Heart created in University of Minnesota lab

Decellularization: A rat heart as the cells are removed (left three images) and replaced (right two images) over time.
Decellularization: A rat heart as the cells are removed (left three images) and replaced (right two images) over time.Courtesy Thomas Matthiesen, University of Minnesota

Science fiction?
Did you know that nearly 5 million people live with heart failure? More surprisingly, approximately 50,000 United States patients die annually waiting for a donor heart.

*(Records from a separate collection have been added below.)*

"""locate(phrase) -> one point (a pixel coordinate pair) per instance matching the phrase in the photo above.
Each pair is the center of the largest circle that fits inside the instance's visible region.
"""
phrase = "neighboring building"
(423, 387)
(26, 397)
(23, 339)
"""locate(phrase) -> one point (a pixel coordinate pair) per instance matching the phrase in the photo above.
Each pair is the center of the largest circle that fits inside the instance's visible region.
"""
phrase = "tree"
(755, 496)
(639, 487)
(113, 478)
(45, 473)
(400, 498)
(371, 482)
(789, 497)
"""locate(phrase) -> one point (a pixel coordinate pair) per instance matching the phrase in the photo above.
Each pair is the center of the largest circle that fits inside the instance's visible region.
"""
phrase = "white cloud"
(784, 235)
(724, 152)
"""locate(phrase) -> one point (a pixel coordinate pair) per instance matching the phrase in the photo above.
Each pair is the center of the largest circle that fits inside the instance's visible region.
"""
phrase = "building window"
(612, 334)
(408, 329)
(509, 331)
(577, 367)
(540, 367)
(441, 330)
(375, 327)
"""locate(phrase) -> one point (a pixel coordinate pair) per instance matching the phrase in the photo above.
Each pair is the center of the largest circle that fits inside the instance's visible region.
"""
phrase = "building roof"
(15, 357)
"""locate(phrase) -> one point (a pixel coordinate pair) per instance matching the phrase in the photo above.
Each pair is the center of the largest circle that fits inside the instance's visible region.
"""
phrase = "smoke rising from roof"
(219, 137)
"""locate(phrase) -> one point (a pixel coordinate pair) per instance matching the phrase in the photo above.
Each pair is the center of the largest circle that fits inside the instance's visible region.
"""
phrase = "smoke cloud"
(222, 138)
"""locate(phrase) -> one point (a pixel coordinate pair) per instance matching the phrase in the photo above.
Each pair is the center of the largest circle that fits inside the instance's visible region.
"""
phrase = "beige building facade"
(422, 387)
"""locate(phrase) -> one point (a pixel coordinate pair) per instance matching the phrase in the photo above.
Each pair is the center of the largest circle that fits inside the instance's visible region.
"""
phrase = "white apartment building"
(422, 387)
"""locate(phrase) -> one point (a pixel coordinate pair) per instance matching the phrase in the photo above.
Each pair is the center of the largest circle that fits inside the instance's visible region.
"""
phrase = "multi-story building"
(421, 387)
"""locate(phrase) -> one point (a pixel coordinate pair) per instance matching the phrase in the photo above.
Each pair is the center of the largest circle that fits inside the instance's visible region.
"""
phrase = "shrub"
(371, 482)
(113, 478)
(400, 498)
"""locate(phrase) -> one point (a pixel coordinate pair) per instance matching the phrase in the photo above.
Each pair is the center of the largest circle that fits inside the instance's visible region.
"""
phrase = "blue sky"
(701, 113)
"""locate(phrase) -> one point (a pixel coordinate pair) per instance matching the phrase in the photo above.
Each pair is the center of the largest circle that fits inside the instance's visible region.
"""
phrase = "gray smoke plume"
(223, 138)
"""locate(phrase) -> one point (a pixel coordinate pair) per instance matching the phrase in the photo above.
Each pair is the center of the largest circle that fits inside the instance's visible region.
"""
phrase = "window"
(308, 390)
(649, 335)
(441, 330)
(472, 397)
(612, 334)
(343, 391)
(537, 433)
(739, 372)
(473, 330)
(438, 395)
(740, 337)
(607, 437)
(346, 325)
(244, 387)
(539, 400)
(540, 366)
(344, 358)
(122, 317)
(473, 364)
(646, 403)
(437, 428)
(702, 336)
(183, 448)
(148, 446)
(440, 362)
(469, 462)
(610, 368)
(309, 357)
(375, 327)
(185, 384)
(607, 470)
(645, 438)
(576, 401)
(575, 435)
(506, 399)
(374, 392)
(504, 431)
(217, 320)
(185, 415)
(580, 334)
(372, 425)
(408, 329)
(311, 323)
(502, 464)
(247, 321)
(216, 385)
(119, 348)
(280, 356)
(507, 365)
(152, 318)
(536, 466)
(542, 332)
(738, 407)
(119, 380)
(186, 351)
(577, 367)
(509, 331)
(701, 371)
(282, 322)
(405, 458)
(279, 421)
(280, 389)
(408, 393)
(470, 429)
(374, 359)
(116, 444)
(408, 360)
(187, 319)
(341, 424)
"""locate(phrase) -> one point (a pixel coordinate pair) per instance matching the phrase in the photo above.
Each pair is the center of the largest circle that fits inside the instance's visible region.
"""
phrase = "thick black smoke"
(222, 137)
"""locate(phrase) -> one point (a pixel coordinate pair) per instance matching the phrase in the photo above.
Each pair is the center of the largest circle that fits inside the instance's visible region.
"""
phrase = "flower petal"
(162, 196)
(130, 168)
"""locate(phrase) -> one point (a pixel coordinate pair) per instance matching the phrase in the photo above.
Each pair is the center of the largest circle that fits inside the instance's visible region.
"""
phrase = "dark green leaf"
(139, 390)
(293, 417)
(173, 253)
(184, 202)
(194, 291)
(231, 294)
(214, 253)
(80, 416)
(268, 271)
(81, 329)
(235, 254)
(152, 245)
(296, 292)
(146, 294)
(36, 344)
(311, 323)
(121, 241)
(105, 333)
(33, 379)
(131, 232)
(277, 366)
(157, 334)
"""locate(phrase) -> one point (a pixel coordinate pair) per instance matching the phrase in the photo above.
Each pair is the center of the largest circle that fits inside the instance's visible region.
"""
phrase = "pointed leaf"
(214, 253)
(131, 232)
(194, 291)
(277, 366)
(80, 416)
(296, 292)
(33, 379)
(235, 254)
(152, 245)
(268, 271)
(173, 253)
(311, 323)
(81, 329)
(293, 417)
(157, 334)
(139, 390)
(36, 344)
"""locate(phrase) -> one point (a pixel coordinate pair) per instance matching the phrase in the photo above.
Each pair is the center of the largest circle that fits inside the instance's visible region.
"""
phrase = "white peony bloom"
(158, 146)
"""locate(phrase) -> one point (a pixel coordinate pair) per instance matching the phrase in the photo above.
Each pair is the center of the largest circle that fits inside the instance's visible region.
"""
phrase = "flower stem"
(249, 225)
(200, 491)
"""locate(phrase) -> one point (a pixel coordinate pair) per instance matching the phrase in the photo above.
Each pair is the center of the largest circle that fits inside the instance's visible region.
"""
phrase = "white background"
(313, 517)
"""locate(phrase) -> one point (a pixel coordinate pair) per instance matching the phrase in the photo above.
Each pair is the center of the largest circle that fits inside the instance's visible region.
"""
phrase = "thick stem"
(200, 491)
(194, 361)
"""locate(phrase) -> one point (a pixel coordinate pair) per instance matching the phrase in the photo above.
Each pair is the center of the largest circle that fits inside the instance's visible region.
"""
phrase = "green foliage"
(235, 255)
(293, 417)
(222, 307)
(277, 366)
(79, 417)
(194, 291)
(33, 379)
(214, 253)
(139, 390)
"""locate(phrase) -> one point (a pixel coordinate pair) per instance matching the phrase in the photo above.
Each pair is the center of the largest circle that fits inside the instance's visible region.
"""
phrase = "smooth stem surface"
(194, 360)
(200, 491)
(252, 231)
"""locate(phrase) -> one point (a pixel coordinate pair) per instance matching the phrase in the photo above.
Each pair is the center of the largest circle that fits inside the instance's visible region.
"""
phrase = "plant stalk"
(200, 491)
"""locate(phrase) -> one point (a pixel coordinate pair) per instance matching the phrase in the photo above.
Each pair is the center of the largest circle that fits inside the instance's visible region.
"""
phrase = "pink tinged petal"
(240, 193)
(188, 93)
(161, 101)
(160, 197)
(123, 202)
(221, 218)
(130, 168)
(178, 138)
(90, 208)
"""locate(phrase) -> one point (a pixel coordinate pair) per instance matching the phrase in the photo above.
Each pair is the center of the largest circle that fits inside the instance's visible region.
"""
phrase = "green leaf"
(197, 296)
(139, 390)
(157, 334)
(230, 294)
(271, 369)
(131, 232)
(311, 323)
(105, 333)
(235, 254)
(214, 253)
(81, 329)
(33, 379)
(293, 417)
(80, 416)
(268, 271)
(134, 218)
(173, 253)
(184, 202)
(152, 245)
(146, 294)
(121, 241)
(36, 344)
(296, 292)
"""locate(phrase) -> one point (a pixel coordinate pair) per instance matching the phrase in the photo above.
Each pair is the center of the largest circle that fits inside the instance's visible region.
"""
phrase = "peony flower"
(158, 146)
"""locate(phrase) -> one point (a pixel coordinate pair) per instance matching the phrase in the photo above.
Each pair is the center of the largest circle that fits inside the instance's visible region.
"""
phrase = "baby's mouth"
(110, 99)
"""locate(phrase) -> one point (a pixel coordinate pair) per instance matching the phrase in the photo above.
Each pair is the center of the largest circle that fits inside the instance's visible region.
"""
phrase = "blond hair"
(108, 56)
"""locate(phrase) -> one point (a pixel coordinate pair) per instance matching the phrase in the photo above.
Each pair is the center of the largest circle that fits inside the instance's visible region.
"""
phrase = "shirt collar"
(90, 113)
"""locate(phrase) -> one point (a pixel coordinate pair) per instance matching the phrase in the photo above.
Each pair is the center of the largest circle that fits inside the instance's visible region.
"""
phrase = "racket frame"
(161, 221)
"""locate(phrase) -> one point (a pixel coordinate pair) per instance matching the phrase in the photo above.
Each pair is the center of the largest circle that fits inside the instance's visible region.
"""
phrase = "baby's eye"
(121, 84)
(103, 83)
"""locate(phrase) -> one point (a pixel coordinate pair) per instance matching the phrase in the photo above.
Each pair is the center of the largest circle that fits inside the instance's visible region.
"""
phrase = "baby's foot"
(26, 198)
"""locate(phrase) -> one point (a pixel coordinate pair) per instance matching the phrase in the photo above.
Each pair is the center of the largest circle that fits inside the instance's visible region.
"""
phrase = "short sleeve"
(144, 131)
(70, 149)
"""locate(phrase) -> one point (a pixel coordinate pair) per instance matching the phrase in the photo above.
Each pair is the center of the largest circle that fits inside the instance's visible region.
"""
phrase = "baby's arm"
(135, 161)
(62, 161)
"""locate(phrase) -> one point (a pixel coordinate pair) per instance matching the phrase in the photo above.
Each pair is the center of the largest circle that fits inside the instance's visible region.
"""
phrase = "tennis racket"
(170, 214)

University of Minnesota researchers recently announced they have created a beating heart in the laboratory. It sounds like science fiction, but it is a real medical breakthrough. The researchers removed the tissue from a dead rat heart and replaced it with living cells from newborn rats. With the help of electrical signals, the entire heart began to beat.

"Ghost hearts"
The researchers used a detergent to remove the cells from the rat hearts. This left behind only the nonliving fibers that give the heart its shape. The result was a white, rubbery, 3-D “skeleton”. This structure, called the extracellular matrix, allows cells to attach and grow into tissue, and gives the heart muscle something to pull against. The researchers injected cells from newborn rats into the left ventricle and pumped oxygen and nutrients through the structure of blood vessels. They helped the process by sending electrical signals through the new tissue. In eight days, the hearts were pumping – some continued beating for 40 days.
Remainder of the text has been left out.